In eerste instantie valt het gedrag van Shirin amper goed te praten. Hoewel de situatie, inclusief de door Mafi beschreven verschrikkingen, vraagt om een meisje dat zichzelf beschermt, roept de manier waarop Shirin dat doet vragen op. Het probleem ontstaat door Mafi’s relatief korte en tevens te beschrijvende introductie van Shirins situatie, waarbij gebrek aan dialoog zijn tol eist. Zonder dat je écht de kans hebt de effecten van de verschrikkingen die Shirin overkwam op je in te laten werken, maak je kennis met de supersympathieke Ocean: ‘Misschien kun je me een keer laten zien wat wel Perzisch eten is.’ Shirin beukt er als een kreng in en wijst hem op elke mogelijke manier keihard af. Haar verbitterdheid voelt ongegrond.
Dit beeld verandert naarmate het verhaal vordert. Enerzijds krijg je als lezer meer zicht op Shirins leven en ontdek je wat racisme voor effect heeft op je gemoed. Mafi beschrijft zeer precies, zonder gebruik te maken van circusachtige overdrijvingen, wat voor verschrikkelijke dingen mensen kunnen bedenken. Dat maakt indruk. Ze krijgt het voor elkaar de lezer zich net zo te laten voelen als Shirin: kwetsbaar en eenzaam.
Anderzijds betreft het de spiegel die Ocean Shirin voorhoudt: ‘‘Omdat je belachelijk intimiderend bent,’ antwoordde hij. ‘Je ziet het zelf niet eens. Je kijkt niet naar mensen, je praat niet tegen mensen, je lijkt niets te geven om alle dingen waar de meeste jongeren helemaal gek op zijn.’’ Juist deze manier van confronteren werkt, bij Shirin én bij de lezer. Net wanneer je min of meer begint te begrijpen waarom Shirin is zoals ze is, weet Ocean tot haar door te dringen. Shirin begint haar muur voorzichtig af te breken en als lezer houd je je hart vast. Wanneer het bladzijde na bladzijde goed gaat, dommel je in: Shirin heeft het geluk voor het eerst aan haar zijde. Maar niets is minder waar. Mafi slaagt erin precies op het juiste moment toe te slaan en met verschrikking na verschrikking de eigenwaarde van Shirin én de lezer dieper de grond in te werken.
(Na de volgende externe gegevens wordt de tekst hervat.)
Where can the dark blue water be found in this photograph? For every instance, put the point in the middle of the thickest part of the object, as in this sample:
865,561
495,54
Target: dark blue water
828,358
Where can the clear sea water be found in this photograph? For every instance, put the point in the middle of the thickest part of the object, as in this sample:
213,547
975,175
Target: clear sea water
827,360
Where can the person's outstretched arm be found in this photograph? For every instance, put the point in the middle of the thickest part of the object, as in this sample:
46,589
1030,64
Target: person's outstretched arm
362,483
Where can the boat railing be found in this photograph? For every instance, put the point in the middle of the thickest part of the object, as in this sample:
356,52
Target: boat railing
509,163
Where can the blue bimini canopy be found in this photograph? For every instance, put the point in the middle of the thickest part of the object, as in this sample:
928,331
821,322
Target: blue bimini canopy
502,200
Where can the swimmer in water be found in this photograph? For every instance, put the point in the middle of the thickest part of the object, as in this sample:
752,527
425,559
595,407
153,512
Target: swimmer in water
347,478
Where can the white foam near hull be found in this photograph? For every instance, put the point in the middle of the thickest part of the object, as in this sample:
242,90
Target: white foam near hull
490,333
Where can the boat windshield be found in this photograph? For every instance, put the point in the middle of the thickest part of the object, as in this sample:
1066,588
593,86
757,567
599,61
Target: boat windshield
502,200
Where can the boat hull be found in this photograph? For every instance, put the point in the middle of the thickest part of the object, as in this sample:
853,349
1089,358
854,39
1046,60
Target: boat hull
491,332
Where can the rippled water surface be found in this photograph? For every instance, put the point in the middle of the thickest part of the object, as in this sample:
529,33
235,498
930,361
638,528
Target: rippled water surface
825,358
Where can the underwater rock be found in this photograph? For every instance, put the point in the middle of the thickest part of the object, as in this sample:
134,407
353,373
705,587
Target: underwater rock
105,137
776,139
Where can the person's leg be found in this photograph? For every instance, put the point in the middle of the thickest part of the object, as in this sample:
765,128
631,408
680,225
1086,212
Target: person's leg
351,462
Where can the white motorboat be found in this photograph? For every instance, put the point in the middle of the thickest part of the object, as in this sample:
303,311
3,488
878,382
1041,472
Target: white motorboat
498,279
En juist dáár ligt de kracht: Mafi wil met deze roman laten zien dat ook islamitische meisjes een stem mogen hebben in een wereld waarin ze die plaats niet krijgen. Als lezer, ongeacht je afkomst, je verleden en je milieu, voel je dat en word je kwaad. Kwaad op de racistische wereld die het boek laat zien, wellicht een spiegel voor de échte wereld.